Be honest - is your Board truly effective?

David Dunsire, Consultant at ACOSVO Strategic Partner Shepherd and Wedderburn, gives his guide to having a truly effective Board...


Over a long (too long some might say!) legal career, one of the fascinations for me, particularly in the third sector, has been to observe the dynamics of boards at work and to consider how relationships impact on their effectiveness.  So what is an ‘effective board’?

I would suggest that an effective board is one which:

  • Has a close understanding of the strategy and mission of the organisation
  • Has strong leadership (both from the Chair and the CEO)
  • Is robust (and quick) in its decision making (can it really only operate in quarterly or 6 monthly meetings?)
  • Has a positive and engaged relationship with the executive team
  • Has the appropriate skills and experience
  • Is clear on board responsibilities and its delegated functions
  • Is committed and available
  • Has strong personal relationships (i.e. among the board members – do the trustees meet outside of board meetings? Do they really know each other?)
  • Has good communication
  • Operates as ‘ambassadors’ of the organisation.

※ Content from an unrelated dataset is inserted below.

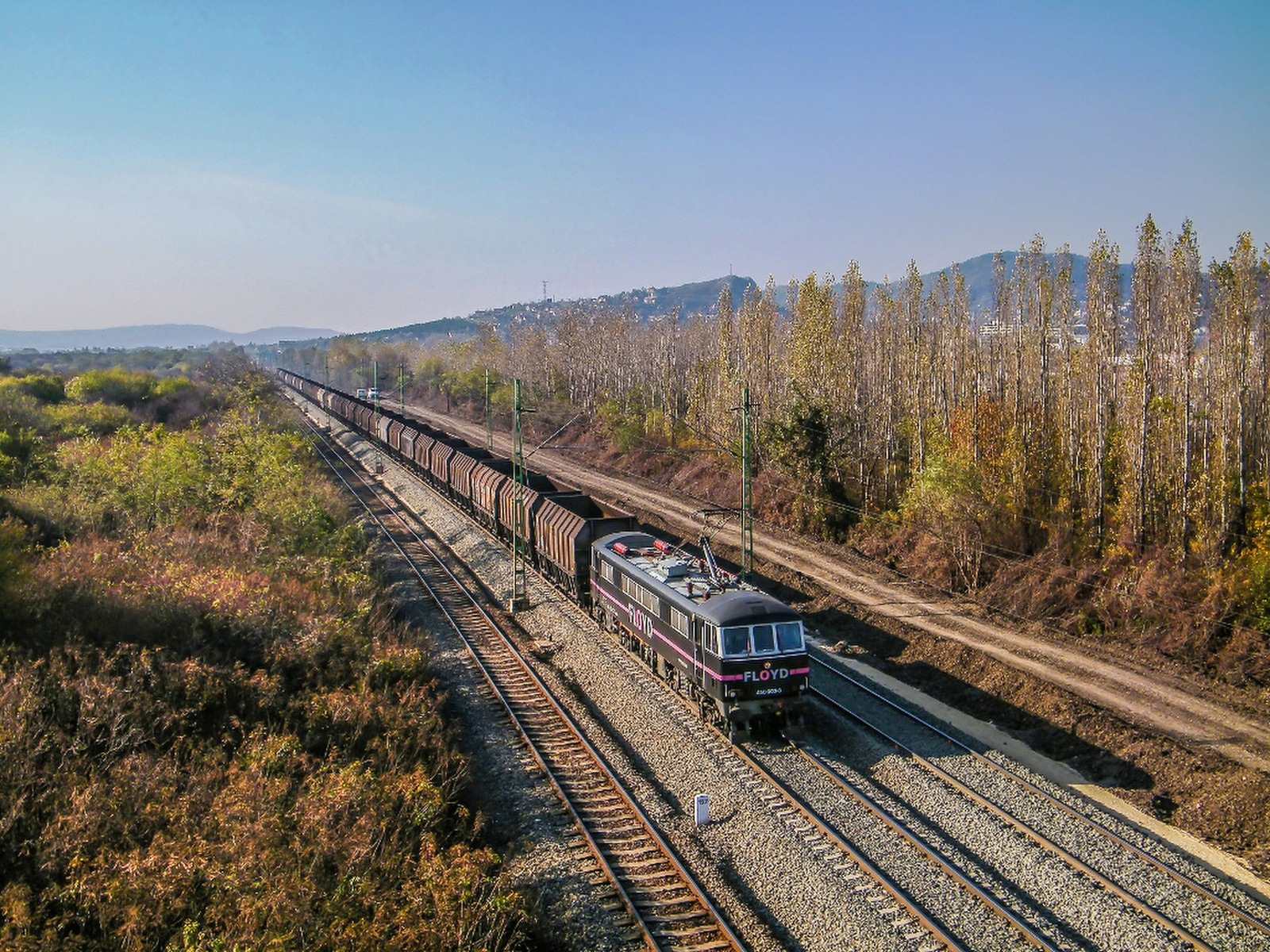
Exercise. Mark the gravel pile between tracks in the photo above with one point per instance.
(775, 886)
(922, 793)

‘Pie in the sky’ or realistic? In truth, most boards I have come across are a mix of some, but not all, of these attributes, but that’s not to say they shouldn’t be the goals we work towards. Some boards have come pretty close.

The demise of the Kids Company and other recent negative media attacks on the sector, such as on excessive CEO remuneration, have brought into question how effective the boards of these affected charities must have been. All trustees are ultimately responsible, yet how many feel engaged in all aspects of the business?

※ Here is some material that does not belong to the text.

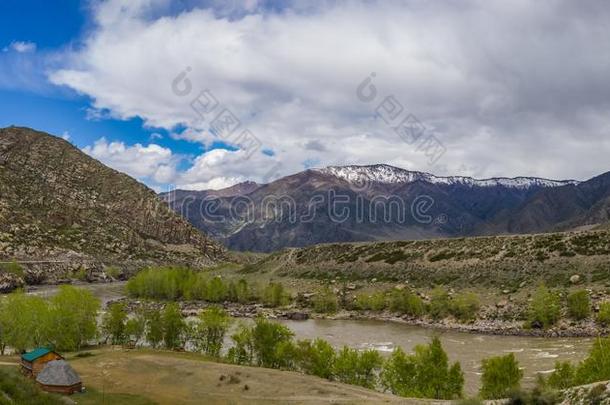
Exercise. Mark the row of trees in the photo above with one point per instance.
(174, 283)
(66, 321)
(546, 307)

When it comes to Board dynamics, leadership by the Chair and the CEO is crucial. They must work in tandem towards the same goal, and their relationship is fundamental to the success of the organisation and the effectiveness of its board.

As a lawyer attending various board meetings, I have been in a unique position to observe at close hand how the Chair/CEO relationship works in practice. First and foremost, there must be a mutual respect and trust between them, but they must also be able to work as a team and provide much needed leadership to the board. If that is in place, you are well on the way to being an effective board. Board and management are, after all, on the same side, but it’s a varying relationship – sometimes the board is directing, sometimes its listening and mentoring, but the key to being effective is also being able to understand the challenges faced by the CEO and his or her team, provide necessary support and to be that ‘critical friend’.

There needs to be honesty and openness and constructive criticism when required. Success should be recognised and celebrated with all staff, including the trustees.

Yes, problems do arise and conflict between the board and the executive can happen. Unfortunately these are the situations which attract adverse publicity - but they are only a small minority of the 23,000+ charities in Scotland, the overwhelming majority of whose boards operate without the conflict that makes the headlines. But are they effective? Perhaps that’s more debatable, but if you follow the principles set out above it will result in increased effectiveness, better trustee engagement, a happy management and a more successful organisation - which after all is why we become charity trustees in the first place.